High-Tech Bicycling
Grassroots globalization
Can the Internet improve the lives of rural villagers in Laos, where most still don't have access to telephone lines or electricity?
The San Francisco-based Jhai Foundation, dedicated to improving the social and economic lives of Lao through a variety of programs, believes it can. So do the villagers, who told the foundation they needed timely, accurate information about pricing in the market town of Phon Hong and the capital, Vientiane, in order to sell their surplus crops. Weavers also needed communication tools to coordinate, via voice and e-mail, with expatriate Lao to develop markets for their textiles and crafts.

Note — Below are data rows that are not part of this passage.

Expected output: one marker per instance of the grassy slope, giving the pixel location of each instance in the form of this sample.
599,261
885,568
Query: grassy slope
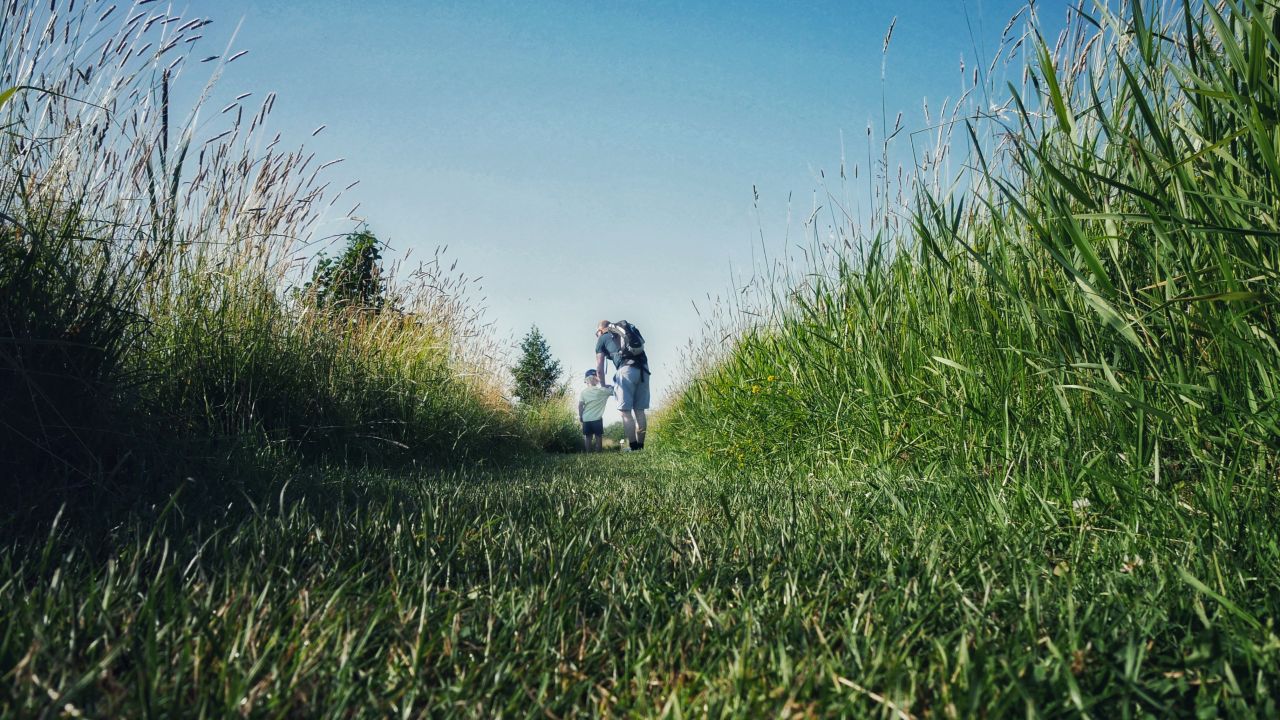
634,584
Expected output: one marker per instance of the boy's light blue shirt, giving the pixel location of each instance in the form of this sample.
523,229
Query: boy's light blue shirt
593,400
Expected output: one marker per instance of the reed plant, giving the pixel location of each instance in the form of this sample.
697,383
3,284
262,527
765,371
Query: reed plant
149,264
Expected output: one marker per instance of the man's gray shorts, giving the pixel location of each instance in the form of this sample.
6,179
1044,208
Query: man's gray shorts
632,388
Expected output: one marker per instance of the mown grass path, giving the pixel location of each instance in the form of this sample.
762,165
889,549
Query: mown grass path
632,586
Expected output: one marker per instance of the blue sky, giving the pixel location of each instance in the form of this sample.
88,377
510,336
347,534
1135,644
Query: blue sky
595,159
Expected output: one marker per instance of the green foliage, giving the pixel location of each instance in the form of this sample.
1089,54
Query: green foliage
352,279
147,340
538,373
1102,297
615,432
1079,340
551,425
630,586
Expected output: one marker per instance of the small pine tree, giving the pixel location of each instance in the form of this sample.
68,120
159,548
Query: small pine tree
352,279
538,373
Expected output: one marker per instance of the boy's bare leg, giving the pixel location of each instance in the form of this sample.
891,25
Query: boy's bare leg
629,427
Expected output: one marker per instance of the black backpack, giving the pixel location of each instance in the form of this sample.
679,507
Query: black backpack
630,341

Finally, explains the Web site, villagers needed computers to perform simple business functions, such as spreadsheets and word processing.
Working with the foundation, design engineer Lee Felsenstein devised an ingenious system that uses wireless networking, low-wattage computers, and bicycle-crank generators to get locals in six villages online, despite the monsoon rains, high temperatures, and dusty air that make standard technologies untenable.
Although the Jhai Project's technical genius has attracted the most attention, another aspect of the foundation's work is worth noting. Co-founder Lee Thorn, who is now in Laos finalizing the first stage of the wireless system, operates on the principle that the locals themselves best know what tools they need to improve their lives. "We start with relationships," he explains at www.jhai.org. "We then develop projects based on cooperative visions. This logic of development is new."
It's also successful. Five years of technical and financial assistance, and a cumulative investment of $400,000, have produced results that the foundation values at $2 million in 13 different villages.